The Bureau had asked for specific comment on (1) data it received from the Historical Loan Performance (HLP) dataset of the Federal Housing Finance Agency (FHFA) regarding loan performance by year and debt-to-income (DTI) range as well as other data relevant to loan performance; and (2) estimates of litigation costs and legal liability risks associated with claims alleging a violation of ability-to-repay requirements for a loan that is a "not qualified mortgage" versus a "qualified mortgage."

Comments on FHFA Data

MBA had earlier suggested that the QM could require compliance with widely accepted underwriting standards but a mechanism should also be established to approve standards available at other points in time from other than the Government Sponsored Enterprises (GSEs.  The other approach offered would involve using objective, numerical standards such as a particular DTI and a "waterfall" of alternative criteria.  MBA said it sees no reason emerging from FHFA data to choose any specific DTI number proposed from it as a default.  "Loan performance and ability to repay does not markedly change at any of these points and a DTI number included in a waterfall should be greater."

MBA also does not believe that relying exclusively on DTI ratio is wise.  "There are multiple factors that along with DTI have a significant impact on predicting mortgage performance and ability to repay."
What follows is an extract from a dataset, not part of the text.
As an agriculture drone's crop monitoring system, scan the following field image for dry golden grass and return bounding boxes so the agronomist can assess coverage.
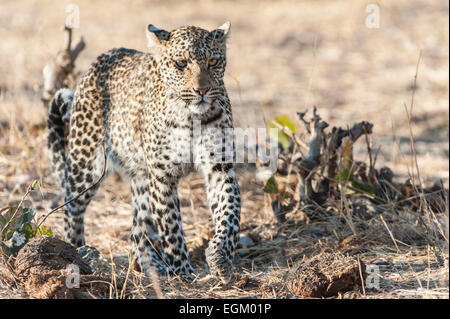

The letter states that the Bureau should not establish QM standards for the U.S. Department of Housing and Urban Development (HUD), Federal Housing Administration (FHA), Department of Veterans Affairs (VA), Department of Agriculture and Rural Housing Service (RHS) loans.  "Exercising their authority under Dodd-Frank, the agencies should put out simple rules that say that their loans meeting the product standards in Dodd-Frank, e.g., no negative amortization, etc., and meeting the respective programs' underwriting standards shall be QMs."

The letter addresses other questions raised by CFPB over specific performance data such as residual income, liquid reserves, and the role of stable income in a timely payment history and concluded and that an emphasis on documentation and verification of income, assets, and employment is likely to be most beneficial for performance going forward.  "Fully documented purchase loans have traditionally shown much stronger performance than low documentation loans."

Liability and Litigation Risks

MBA does not believe there will be many law suits alleging ability to repay regarding non QMs simply because there will be few non-QMs originated is the QM is structured as broadly as it should be.  However, establishing the QM as a rebuttable presumption will invite litigation, increase costs, and cut off credit to too many qualified borrowers because attorney fees are awarded under the Truth in Lending Act.

The availability of the new claim at foreclosure, if a rebuttable presumption, will ensure that an action regarding ability to repay will become nearly perfunctory for all foreclosures.  This will cause the costs of foreclosure to rise dramatically and require lenders and investors to price that risk into all loans.  MBA included an extensive discussion of litigation costs in their letter and the accompanying background materials.

Considering the overarching significance of this rule to the availability and affordability of credit for consumers, there has been intense discussion since it was first proposed nearly fifteen months ago.  Having considered this and the earlier comment request, MBA urges that the finalization of this rule be guided by the following principles:

  1. Define QM broadly so as to reach as many borrowers as possible with safe, affordable, and sustainable financing.
  2. The rule must include clear, specific, and objective standards and government programs will likely require separate rules and standards.
  3. Most important, the QM must be a safe harbor, and
  4. The requirements need to be crafted to avoid unintended consequences.

Among those signing the MBA letter were the American Bankers Association, Community Mortgage Lenders of America, American Escrow Association, Housing Policy Council, and the U.S. Chamber of Commerce.